Mandy is a conundrum of a date movie, in that I both want to see it with a girlfriend, but also feel a primal urge to protect her from even knowing about it. It puts the idea in your head that something like this could happen to the woman you love. That “crazy evil”, as Cage puts it in the trailer quote, truly exists in this world.
All due respect; that scares the shit out of me.
So it was with Mandy. This movie scared the ever-loving dog shit out of me. There were moments in the first half where I thought I was going to be sick. I presumed that some terrible fate would befall the titular Mandy, one extreme enough to facilitate brutal revenge via blood-soaked Nicolas Cage. I had no idea.
I whole-heartedly recommend this fucking movie that has traumatized me all week, to those of you who:
- Can really take an emotional beating from a film, like Funny Games
- Are cool with a film jacking you around mentally, providing there’s a legitimate payoff in store
- Want to see Cage, Riseborough and the whole cast put in career-defining performances, in a razor-wire script that redefines the “psychological thriller”

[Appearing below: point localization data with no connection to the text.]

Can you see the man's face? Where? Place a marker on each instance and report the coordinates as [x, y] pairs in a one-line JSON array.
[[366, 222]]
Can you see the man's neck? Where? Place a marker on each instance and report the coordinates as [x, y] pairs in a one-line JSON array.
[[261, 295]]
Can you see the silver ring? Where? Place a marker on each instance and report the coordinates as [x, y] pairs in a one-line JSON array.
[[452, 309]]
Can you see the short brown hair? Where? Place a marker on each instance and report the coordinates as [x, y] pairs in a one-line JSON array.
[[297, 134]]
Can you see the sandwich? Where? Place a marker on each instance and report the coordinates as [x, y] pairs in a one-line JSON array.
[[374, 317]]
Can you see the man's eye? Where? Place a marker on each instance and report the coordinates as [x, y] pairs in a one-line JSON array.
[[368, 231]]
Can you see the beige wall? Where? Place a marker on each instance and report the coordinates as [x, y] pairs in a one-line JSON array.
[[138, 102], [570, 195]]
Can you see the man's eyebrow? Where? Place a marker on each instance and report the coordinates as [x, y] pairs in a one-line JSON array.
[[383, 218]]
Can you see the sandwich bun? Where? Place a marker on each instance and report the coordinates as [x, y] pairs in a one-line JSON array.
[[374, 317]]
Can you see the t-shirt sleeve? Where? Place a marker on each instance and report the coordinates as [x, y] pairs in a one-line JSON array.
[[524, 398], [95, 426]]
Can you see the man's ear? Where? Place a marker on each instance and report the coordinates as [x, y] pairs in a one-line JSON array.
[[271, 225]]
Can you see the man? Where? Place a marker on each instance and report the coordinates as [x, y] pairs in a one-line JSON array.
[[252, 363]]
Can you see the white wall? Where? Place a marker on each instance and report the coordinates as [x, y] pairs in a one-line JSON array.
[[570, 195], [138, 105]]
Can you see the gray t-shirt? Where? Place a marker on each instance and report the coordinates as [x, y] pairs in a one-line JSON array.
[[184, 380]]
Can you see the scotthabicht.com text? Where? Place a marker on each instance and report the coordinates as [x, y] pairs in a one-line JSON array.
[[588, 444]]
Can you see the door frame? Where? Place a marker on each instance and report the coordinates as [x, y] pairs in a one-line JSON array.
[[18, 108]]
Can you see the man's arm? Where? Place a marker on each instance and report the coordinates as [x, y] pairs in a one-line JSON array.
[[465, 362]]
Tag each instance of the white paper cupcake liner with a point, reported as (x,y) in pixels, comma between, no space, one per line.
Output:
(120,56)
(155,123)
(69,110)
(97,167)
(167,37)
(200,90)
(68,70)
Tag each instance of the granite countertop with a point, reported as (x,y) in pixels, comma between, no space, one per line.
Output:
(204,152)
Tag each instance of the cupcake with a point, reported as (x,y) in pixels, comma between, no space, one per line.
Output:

- Are testing the limits of what you can take
Mandy is among the most audacious and brutal films I have ever seen. It is intensely beautiful, even in its cruelest moments. much as our life is. Writer-director Panos is the son of the late great George P. Cosmatos, director of Cobra (the one where Sly Stallone cuts the tip off a slice of pizza with scissors) and Tombstone (which I consider to be the finest Western ever made). Panos’s previous film is Beyond the Black Rainbow, which I will take in at the earliest convenience. [Update 1/2021: I’ve now seen it and consider it to be an equal if not slightly superior masterpiece. I’ve never seen the subconscious aesthetic of 1983 portrayed with such beautiful precision anywhere else. Although it doesn’t quite reach the level of psychological torment that Mandy does, it is astronomically disturbing, however I recommend it just as highly. Panos and I clearly share the same adoration for the Eurostyle font.]
I think I might be at the point where I can sleep again. We’ll see.